This marvellous, readable and stimulating book is a kind of detective history, unearthing two crucial years in Mondrian’s life that in turn illuminate the life of British art during the middle years of the twentieth century. It came as a complete surprise to Darwent to learn that Mondrian had lived in Belsize Park from 1938 to 1940. It was impossible even to trace the work that he might have done here as Mondrian was painstaking and slow and each painting was worked and reworked over the years. Nonetheless, his stay coincided with a foment of English artistic activity, much of it centring around his friend and London neighbour Ben Nicholson and his second wife, Barbara Hepworth.

Mondrian attracted friendships of a somewhat devotional nature. He was often reverently described as a ‘hermit’ or an ‘anchorite’, and he was an odd figure, hard to pin down: austere, bespectacled, dressed always in a clerkly suit, and an inveterate hypochondriac who maintained a strict adherence to the Hay Diet, living mainly on carrots and macaroni. He was also an enthusiast for jazz, dancing, Mae West and Walt Disney cartoons. He loathed nature with a passion, trees in particular, and banished green from his palette. Although Peggy Guggenheim claimed that he had snogged her in a taxi, he was widely thought to be sexless, an unthreatening impression that doubtless helped nurture his many friendships with married women.

Darwent begins his exploration of Mondrian’s London spell by describing the now almost forgotten English painter whose work hung with Mondrian’s in a 1929 exhibition in Paris. This was Marlow Moss, the Dutch master’s longest-serving and most devoted English disciple. Born Marjorie Moss, the crop-haired Marlow – who customarily dressed as a jockey – visited Mondrian’s studio in the mid-1920s and the experience changed her life. She was to give the rest of her career to Neo-Plasticism, Mondrian’s school of absolute form and colour, of the denial of all things representational and the visualisation of those intractable opposites (horizontal and vertical, line and plane, white and colour) that are at the heart of his work. It was Moss who claimed to have introduced Mondrian to the possibility of the double line in 1932 – a momentous turning point for him.
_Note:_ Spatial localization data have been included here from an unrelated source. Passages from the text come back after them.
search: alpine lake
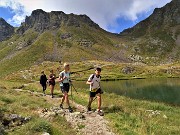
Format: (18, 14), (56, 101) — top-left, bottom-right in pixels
(74, 78), (180, 106)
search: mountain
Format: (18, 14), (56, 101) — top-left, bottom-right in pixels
(0, 9), (128, 77)
(17, 9), (100, 34)
(120, 0), (180, 63)
(0, 0), (180, 77)
(0, 18), (14, 41)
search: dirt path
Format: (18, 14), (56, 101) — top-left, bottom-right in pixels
(14, 88), (116, 135)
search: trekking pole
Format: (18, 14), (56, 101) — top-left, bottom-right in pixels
(71, 84), (78, 94)
(70, 84), (74, 102)
(92, 97), (97, 102)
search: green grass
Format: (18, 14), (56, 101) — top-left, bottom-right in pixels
(0, 88), (76, 135)
(9, 80), (180, 135)
(72, 90), (180, 135)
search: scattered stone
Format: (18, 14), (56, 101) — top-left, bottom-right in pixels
(60, 33), (72, 40)
(122, 66), (135, 74)
(0, 113), (31, 130)
(42, 132), (50, 135)
(128, 54), (143, 62)
(77, 39), (94, 47)
(163, 115), (168, 119)
(145, 110), (161, 117)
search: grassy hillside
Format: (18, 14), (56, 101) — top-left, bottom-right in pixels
(0, 22), (129, 78)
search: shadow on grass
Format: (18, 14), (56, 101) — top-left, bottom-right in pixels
(102, 105), (124, 114)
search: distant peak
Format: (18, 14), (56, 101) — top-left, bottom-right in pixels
(31, 9), (46, 15)
(0, 17), (6, 22)
(0, 17), (12, 26)
(50, 11), (65, 14)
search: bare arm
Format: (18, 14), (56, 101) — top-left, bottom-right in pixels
(59, 75), (67, 82)
(86, 80), (93, 85)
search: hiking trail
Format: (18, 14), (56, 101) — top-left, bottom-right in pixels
(14, 85), (116, 135)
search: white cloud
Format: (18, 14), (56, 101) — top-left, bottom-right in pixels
(0, 0), (172, 31)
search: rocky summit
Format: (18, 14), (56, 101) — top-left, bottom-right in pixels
(120, 0), (180, 63)
(120, 0), (180, 37)
(0, 18), (14, 41)
(17, 9), (100, 34)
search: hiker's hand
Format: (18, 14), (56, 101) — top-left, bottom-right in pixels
(63, 76), (67, 80)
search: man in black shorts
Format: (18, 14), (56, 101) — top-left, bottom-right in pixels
(86, 68), (103, 115)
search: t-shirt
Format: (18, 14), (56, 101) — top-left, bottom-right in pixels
(59, 71), (70, 86)
(88, 74), (101, 91)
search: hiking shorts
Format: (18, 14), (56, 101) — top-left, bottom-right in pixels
(90, 88), (102, 97)
(60, 83), (70, 93)
(49, 80), (55, 86)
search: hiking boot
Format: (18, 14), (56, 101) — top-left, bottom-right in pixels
(60, 104), (63, 109)
(69, 106), (73, 113)
(97, 111), (104, 116)
(96, 110), (104, 116)
(87, 107), (92, 112)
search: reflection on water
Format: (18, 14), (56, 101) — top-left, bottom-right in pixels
(74, 78), (180, 105)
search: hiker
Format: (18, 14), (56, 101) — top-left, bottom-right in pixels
(40, 71), (47, 95)
(59, 63), (73, 113)
(49, 70), (56, 98)
(86, 67), (104, 115)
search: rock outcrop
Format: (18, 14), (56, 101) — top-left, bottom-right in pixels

Darwent describes the double line as the introduction of some atonal note of ambiguity into the formula – something like adding a fifteenth line to a sonnet. It is a tribute to his sparkling and entirely jargon-free prose that the reader really shares his excitement about the double line.

There are many interesting avenues explored in Mondrian in London: the role, for example, of the ideas of Madame Blavatsky and her group of Theosophists, of which Mondrian counted himself a member; and the influential magazine Axis, which was founded and edited by Myfanwy Piper and ran from 1935 to 1937. English artists of the Thirties, excited as so many were by the modernist developments on the Continent, found the representational urge hard to obliterate. The quasi-devotional commitment required of pure abstraction did not come easily: as Darwent puts it, ‘Abstraction is a creed not an omission.’ Finely calibrated divisions of style and ideology are sometimes hard to sort out: John Piper wryly described himself in 1939 as ‘a Cubist, Abstract, Constructivist, Surrealist independent’, which covered just some of the bases. Darwent is trenchant on the damaging role of Sir Kenneth Clark, who had become the arbiter of public taste: Clark’s dismissal of abstract art (the ‘fatal defect of purity’) squashed its development here until after the war.

There is much here of friendship, about the sharing of concepts and experience; about artists, often (mostly) impoverished, alight with the passion of new ideas. Charles Darwent’s secondary characters – eccentrics, obsessives and oddballs – come to life quite as much as his main protagonists. This is a marvellous book: erudite, fascinating  and oddly moving.